[kernel] powerpc/pseries/iommu: Add cond_resched() for huge updates
diff mbox series

Message ID 20190722082821.37310-1-aik@ozlabs.ru
State Changes Requested
Headers show
Series
  • [kernel] powerpc/pseries/iommu: Add cond_resched() for huge updates
Related show

Checks

Context Check Description
snowpatch_ozlabs/checkpatch success total: 0 errors, 0 warnings, 0 checks, 7 lines checked
snowpatch_ozlabs/build-pmac32 success Build succeeded
snowpatch_ozlabs/build-ppc64e success Build succeeded
snowpatch_ozlabs/build-ppc64be success Build succeeded
snowpatch_ozlabs/build-ppc64le success Build succeeded
snowpatch_ozlabs/apply_patch success Successfully applied on branch next (f3365d1a959d5c6527efe3d38276acc9b58e3f3f)

Commit Message

Alexey Kardashevskiy July 22, 2019, 8:28 a.m. UTC
Mapping ~5.000.000 TCEs currently takes about 40s; this is the amount
required for a 300GB VM with 64k IOMMU page size. Anything bigger than
this produces RCU stall warnings.

This adds cond_resched() to allow the scheduler to do context switching
when it decides to.

This loop is called from dma_set_mask() which is a sleepable context.

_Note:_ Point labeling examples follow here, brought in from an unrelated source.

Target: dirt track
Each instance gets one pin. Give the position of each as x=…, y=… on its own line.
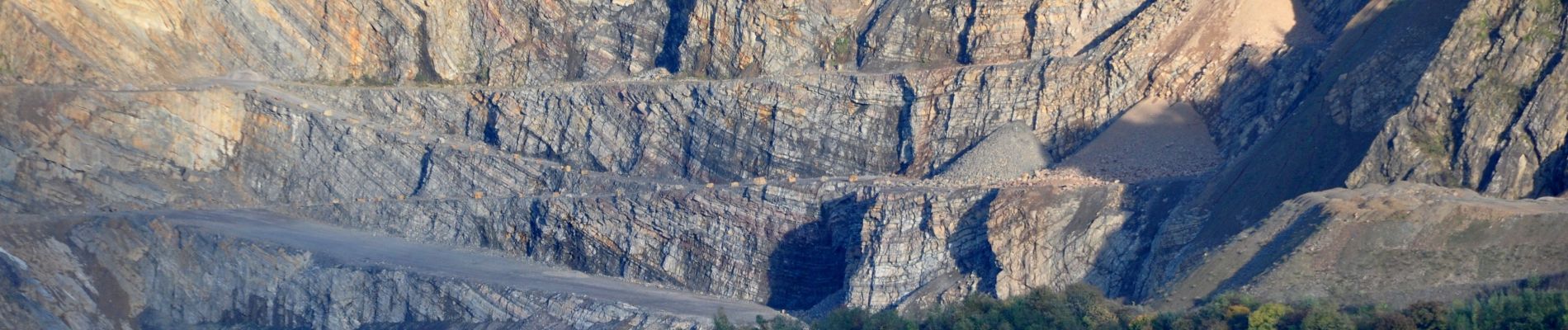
x=367, y=251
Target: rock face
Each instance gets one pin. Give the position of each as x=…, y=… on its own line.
x=113, y=272
x=1400, y=244
x=768, y=152
x=1003, y=153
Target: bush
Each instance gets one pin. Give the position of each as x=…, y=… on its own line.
x=1082, y=307
x=1268, y=316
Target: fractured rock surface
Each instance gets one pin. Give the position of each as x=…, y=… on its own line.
x=792, y=155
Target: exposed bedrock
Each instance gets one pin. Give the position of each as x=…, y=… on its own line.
x=891, y=246
x=129, y=272
x=772, y=150
x=1396, y=244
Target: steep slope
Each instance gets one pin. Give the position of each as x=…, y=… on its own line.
x=1397, y=244
x=186, y=270
x=768, y=152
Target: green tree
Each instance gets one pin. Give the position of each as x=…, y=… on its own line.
x=1327, y=318
x=1268, y=316
x=1429, y=314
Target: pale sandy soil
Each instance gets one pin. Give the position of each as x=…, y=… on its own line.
x=1261, y=22
x=369, y=251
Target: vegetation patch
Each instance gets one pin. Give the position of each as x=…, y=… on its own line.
x=1533, y=304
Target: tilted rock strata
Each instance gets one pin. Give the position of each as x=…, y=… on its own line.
x=132, y=272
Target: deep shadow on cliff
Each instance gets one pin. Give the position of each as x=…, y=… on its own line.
x=811, y=263
x=1315, y=146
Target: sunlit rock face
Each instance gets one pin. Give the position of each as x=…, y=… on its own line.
x=761, y=157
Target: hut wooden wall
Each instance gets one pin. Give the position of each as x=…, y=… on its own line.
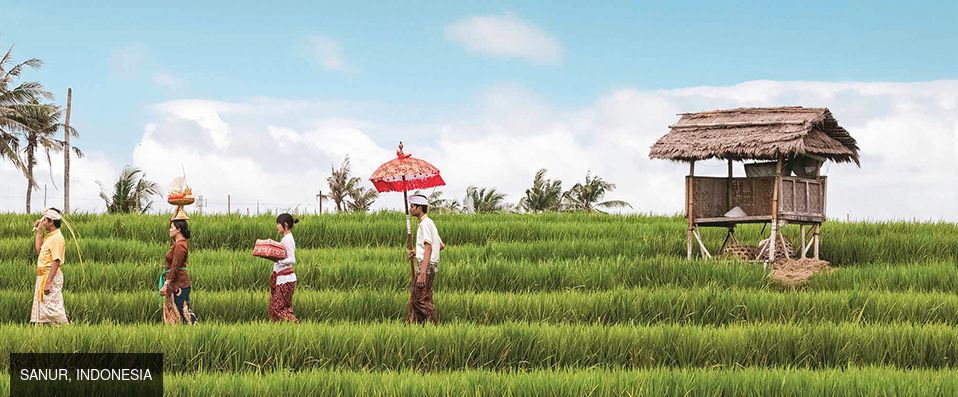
x=799, y=196
x=802, y=196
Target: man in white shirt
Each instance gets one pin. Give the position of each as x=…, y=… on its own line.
x=428, y=244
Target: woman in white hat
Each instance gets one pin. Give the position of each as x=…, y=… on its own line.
x=51, y=250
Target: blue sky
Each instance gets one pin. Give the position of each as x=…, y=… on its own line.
x=398, y=53
x=449, y=73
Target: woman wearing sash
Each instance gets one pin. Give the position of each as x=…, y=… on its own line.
x=175, y=281
x=283, y=281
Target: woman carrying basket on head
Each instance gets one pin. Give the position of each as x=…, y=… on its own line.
x=175, y=281
x=283, y=281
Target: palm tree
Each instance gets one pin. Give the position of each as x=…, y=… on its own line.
x=11, y=97
x=41, y=123
x=544, y=195
x=586, y=196
x=484, y=200
x=340, y=184
x=437, y=203
x=131, y=192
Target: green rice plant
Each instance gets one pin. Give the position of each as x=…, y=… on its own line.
x=677, y=382
x=698, y=306
x=594, y=382
x=464, y=269
x=501, y=347
x=842, y=243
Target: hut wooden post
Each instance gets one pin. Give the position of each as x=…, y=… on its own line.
x=728, y=186
x=815, y=238
x=775, y=193
x=689, y=207
x=803, y=241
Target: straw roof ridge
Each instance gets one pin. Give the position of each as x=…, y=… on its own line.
x=757, y=134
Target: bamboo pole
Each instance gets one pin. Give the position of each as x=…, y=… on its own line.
x=816, y=238
x=728, y=187
x=775, y=193
x=803, y=241
x=689, y=182
x=66, y=154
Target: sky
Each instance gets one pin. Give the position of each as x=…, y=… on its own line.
x=258, y=100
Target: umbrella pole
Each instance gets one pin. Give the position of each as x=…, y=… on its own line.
x=412, y=261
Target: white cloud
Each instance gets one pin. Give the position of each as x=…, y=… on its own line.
x=327, y=53
x=505, y=36
x=279, y=152
x=127, y=62
x=169, y=82
x=84, y=191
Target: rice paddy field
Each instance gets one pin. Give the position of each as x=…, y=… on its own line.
x=530, y=305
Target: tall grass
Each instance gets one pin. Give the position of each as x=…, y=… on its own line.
x=511, y=346
x=842, y=244
x=378, y=268
x=698, y=306
x=866, y=381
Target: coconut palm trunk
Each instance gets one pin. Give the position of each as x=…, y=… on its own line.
x=31, y=183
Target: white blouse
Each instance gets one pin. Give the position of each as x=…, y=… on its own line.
x=287, y=263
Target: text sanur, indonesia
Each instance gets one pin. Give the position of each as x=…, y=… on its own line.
x=86, y=374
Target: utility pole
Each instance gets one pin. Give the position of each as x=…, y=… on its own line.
x=66, y=154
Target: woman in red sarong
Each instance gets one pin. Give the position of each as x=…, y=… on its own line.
x=283, y=281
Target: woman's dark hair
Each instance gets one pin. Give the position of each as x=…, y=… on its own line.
x=183, y=227
x=286, y=220
x=57, y=222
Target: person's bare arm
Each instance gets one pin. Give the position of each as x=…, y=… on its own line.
x=53, y=271
x=38, y=242
x=427, y=254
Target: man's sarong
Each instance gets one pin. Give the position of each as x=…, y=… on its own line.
x=421, y=306
x=176, y=308
x=48, y=308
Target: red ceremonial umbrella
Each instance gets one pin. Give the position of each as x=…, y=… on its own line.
x=402, y=174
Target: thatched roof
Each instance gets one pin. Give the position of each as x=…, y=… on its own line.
x=757, y=134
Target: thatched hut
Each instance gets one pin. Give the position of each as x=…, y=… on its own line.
x=787, y=188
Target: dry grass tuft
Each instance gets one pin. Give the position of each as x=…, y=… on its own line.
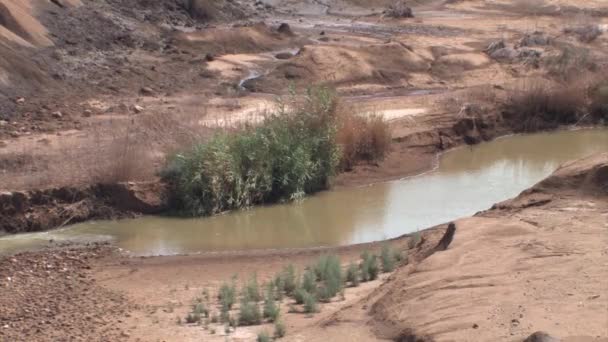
x=535, y=105
x=362, y=138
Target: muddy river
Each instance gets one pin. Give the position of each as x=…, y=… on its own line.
x=467, y=180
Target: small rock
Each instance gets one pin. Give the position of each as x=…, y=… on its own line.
x=541, y=336
x=284, y=28
x=138, y=109
x=147, y=91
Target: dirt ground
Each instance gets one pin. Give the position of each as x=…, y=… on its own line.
x=100, y=91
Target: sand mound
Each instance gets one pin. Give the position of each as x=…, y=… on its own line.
x=246, y=39
x=506, y=276
x=588, y=175
x=343, y=65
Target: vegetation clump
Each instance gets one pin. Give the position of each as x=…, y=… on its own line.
x=295, y=151
x=292, y=153
x=369, y=267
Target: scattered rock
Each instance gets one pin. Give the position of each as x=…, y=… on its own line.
x=541, y=336
x=535, y=39
x=399, y=9
x=283, y=55
x=284, y=28
x=138, y=109
x=495, y=46
x=147, y=91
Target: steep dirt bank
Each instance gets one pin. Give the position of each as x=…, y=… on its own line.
x=536, y=262
x=38, y=210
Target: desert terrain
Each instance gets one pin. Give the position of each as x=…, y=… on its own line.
x=96, y=96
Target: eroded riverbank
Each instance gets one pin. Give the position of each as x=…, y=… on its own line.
x=466, y=180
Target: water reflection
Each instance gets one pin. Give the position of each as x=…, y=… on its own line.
x=467, y=180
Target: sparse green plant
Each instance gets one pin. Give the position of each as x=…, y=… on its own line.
x=310, y=303
x=263, y=337
x=249, y=313
x=369, y=267
x=413, y=240
x=309, y=282
x=193, y=317
x=201, y=309
x=252, y=290
x=328, y=271
x=271, y=310
x=227, y=295
x=299, y=295
x=293, y=152
x=286, y=280
x=279, y=329
x=352, y=274
x=388, y=259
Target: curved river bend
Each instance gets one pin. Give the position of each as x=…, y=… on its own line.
x=467, y=180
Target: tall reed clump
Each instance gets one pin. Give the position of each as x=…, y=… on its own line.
x=291, y=153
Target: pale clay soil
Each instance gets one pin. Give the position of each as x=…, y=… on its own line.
x=508, y=272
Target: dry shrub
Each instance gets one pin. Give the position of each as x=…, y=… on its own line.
x=362, y=138
x=123, y=148
x=399, y=9
x=535, y=105
x=570, y=62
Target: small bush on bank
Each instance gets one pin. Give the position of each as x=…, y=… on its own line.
x=536, y=106
x=279, y=329
x=271, y=310
x=249, y=313
x=310, y=303
x=286, y=280
x=251, y=291
x=352, y=275
x=227, y=295
x=388, y=259
x=369, y=267
x=292, y=153
x=263, y=337
x=414, y=240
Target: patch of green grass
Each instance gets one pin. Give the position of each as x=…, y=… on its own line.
x=271, y=309
x=227, y=294
x=251, y=291
x=352, y=274
x=310, y=303
x=388, y=259
x=279, y=329
x=414, y=240
x=264, y=337
x=249, y=313
x=292, y=153
x=369, y=267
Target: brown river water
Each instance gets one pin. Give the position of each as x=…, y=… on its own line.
x=466, y=180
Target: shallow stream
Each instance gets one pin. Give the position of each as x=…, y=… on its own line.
x=467, y=180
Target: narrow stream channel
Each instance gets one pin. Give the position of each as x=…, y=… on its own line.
x=467, y=180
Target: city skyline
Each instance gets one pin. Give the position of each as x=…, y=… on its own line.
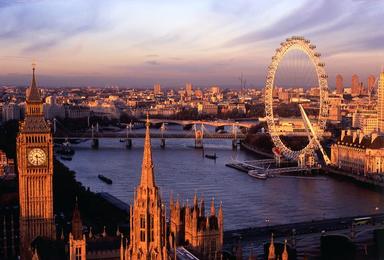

Signed-off-by: Alexey Kardashevskiy <aik@ozlabs.ru>
---
 arch/powerpc/platforms/pseries/iommu.c | 1 +
 1 file changed, 1 insertion(+)

Comments

Michael Ellerman July 23, 2019, 11:46 a.m. UTC | #1
Alexey Kardashevskiy <aik@ozlabs.ru> writes:
> Mapping ~5.000.000 TCEs currently takes about 40s; this is the amount
> required for a 300GB VM with 64k IOMMU page size. Anything bigger than
> this produces RCU stall warnings.

OK. Are we sure we're not doing anything stupid in that code to make it
go that slowly?

> This adds cond_resched() to allow the scheduler to do context switching
> when it decides to.
>
> This loop is called from dma_set_mask() which is a sleepable context.
>
> Signed-off-by: Alexey Kardashevskiy <aik@ozlabs.ru>
> ---
>  arch/powerpc/platforms/pseries/iommu.c | 1 +
>  1 file changed, 1 insertion(+)
>
> diff --git a/arch/powerpc/platforms/pseries/iommu.c b/arch/powerpc/platforms/pseries/iommu.c
> index 889dc2e44b89..2b8de822272f 100644
> --- a/arch/powerpc/platforms/pseries/iommu.c
> +++ b/arch/powerpc/platforms/pseries/iommu.c
> @@ -459,6 +459,7 @@ static int tce_setrange_multi_pSeriesLP(unsigned long start_pfn,
>  static int tce_setrange_multi_pSeriesLP_walk(unsigned long start_pfn,
>  		unsigned long num_pfn, void *arg)
>  {
> +	cond_resched();
>  	return tce_setrange_multi_pSeriesLP(start_pfn, num_pfn, arg);
>  }

Why there and not in tce_setrange_multi_pSeriesLP() ?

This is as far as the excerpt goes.